‘Jane by Design,’ the ABC Family show about a high school girl with a secret life which is aimed at teens, stars Erica Dasher, David Clayton Rogers, Nick Roux, India de Beaufort, and veteran actress Andie MacDowell. ‘Jane by Design’ Vol. 1 releases on DVD on March 20, 2012.
Erica Dasher plays Jane Quimby, a teen being raised by her unemployed brother Ben after the death of their father (their mother’s whereabouts are a mystery). When Jane decides to apply for an internship with a major fashion house, but is mistaken for an adult and hired as a personal assistant to Gray Chandler Murray (Andie MacDowell), she decides to take the job to help her brother catch up on the overdue bills.
Taking a page straight out of ‘Hannah Montana,’ from here ‘Jane by Design’ becomes predictable and very familiar as Jane Quimby must juggle the life of an ordinary high school student with her secret life in the glamorous world of fashion.

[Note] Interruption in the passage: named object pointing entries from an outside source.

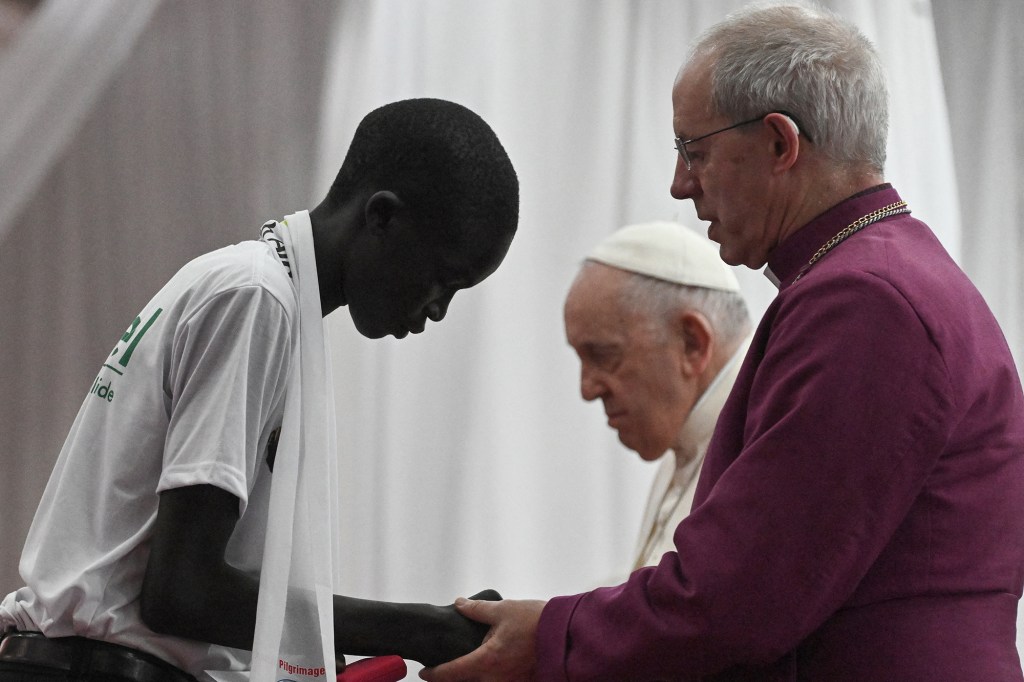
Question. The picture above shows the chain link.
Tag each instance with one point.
(859, 223)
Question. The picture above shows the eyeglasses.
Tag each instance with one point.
(681, 143)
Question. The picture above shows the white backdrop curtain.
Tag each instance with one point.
(470, 459)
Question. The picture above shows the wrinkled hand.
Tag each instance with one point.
(508, 652)
(456, 635)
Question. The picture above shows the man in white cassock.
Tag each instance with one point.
(187, 516)
(660, 328)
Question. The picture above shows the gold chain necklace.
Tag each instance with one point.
(859, 223)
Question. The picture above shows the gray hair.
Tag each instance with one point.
(809, 61)
(658, 300)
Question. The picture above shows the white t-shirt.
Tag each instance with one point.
(189, 394)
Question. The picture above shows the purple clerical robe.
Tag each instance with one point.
(860, 512)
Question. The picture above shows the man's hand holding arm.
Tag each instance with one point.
(508, 652)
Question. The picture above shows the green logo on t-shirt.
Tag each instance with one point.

Final exams clash with fashion shows; family promises are overshadowed by business obligations; romance is complicated by business trips; and all her friends but one have no idea about Jane Quimby’s secret life.
Jane’s life becomes even more complicated when brother Ben finally gets a job — at Jane’s high school, and Ben tries to learn to set boundaries for a younger sister who is staying out later and later and whose grades are dropping.

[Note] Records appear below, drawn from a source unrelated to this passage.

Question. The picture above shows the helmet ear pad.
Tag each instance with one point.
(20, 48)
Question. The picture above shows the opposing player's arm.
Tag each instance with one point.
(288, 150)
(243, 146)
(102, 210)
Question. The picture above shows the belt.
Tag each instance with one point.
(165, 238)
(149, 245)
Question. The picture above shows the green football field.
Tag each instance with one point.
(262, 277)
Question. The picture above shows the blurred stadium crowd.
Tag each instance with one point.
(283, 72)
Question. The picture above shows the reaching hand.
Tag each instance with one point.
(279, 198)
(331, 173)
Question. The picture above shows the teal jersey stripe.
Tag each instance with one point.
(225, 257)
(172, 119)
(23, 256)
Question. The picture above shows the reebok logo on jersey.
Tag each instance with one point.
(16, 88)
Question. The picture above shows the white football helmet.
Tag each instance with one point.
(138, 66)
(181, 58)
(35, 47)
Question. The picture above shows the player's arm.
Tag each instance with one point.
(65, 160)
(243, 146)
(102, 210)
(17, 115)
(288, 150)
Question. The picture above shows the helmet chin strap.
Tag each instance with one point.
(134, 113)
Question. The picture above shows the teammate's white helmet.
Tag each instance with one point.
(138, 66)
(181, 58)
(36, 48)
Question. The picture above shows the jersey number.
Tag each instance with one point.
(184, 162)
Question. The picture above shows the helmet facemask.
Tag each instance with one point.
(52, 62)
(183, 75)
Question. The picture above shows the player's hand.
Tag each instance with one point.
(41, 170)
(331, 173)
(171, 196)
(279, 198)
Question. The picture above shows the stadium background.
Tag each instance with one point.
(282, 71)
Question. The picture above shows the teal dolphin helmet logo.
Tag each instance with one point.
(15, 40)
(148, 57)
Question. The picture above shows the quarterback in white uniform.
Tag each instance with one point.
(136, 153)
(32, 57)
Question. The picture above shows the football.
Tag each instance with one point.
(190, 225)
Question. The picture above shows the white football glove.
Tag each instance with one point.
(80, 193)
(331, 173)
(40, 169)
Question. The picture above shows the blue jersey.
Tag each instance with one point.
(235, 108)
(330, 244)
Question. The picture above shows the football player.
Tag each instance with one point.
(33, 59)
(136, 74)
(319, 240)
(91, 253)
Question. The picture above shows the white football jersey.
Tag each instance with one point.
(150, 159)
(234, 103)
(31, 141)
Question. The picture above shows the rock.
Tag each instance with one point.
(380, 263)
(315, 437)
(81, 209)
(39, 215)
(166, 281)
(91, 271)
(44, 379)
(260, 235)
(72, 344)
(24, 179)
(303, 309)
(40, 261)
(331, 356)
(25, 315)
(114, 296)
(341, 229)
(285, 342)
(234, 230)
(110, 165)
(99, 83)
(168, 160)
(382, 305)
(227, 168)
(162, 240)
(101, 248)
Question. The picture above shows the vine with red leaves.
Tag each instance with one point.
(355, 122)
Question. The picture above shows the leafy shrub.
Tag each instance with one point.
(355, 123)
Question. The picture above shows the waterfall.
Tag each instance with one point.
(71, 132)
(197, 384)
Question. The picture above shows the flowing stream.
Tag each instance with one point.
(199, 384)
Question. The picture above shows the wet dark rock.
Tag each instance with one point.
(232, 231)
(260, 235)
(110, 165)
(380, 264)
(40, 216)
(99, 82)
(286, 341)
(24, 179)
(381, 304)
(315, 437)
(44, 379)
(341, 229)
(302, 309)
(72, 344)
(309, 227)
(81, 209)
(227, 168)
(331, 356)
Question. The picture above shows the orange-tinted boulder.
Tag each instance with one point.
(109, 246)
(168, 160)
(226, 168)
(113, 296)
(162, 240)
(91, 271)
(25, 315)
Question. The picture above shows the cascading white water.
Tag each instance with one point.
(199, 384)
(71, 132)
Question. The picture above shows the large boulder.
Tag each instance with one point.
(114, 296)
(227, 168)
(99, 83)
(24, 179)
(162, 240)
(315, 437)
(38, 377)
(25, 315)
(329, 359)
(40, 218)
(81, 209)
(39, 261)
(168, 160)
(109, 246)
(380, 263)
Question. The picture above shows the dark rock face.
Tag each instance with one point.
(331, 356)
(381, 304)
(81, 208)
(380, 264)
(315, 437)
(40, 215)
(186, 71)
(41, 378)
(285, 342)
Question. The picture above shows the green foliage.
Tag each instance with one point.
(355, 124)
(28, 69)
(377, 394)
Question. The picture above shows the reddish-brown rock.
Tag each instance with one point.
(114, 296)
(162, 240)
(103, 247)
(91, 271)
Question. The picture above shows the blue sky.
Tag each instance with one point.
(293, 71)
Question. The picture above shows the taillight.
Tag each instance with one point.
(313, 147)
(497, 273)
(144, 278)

Of course there is a solution for Jane — lie about everything. ‘Jane by Design’ carries out ABC Family’s apparent agenda to teach teens some sloppy situational ethics: lies are appropriate when they are necessary; it is okay to disrespect authority if you think you are smarter; it is fine to have sex when you want to; promises are made to be broken; etc.
The cast is enjoyable in a predictable way, except for Andie MacDowell’s disappointingly depth-less Gray Chandler Murray. While it is probably the fault of the script, MacDowell’s emotionless character seems to be all raised eyebrows saying, ‘I need it done immediately.’ MacDowell still looks good, but this role is doing nothing good for her career.
In the ‘Jane by Design’ vs. ‘Hannah Montana’ comparison, Jane Quimby’s character is not nearly as annoying as the other teen who had a secret identity, but the ‘Hannah Montana’ series allowed teens to be teens without pushing them into the adult world in high school. ‘Jane by Design,’ on the other hand, puts teens in numerous adult situations involving alcohol, drugs, sex, disobeying authority, lying, and other activities teens should be encouraged to avoid. While it isn’t as bad as the sleazy ‘The Secret Life of the American Teenager,’ ‘Jane by Design’ needs to go back to the drawing board.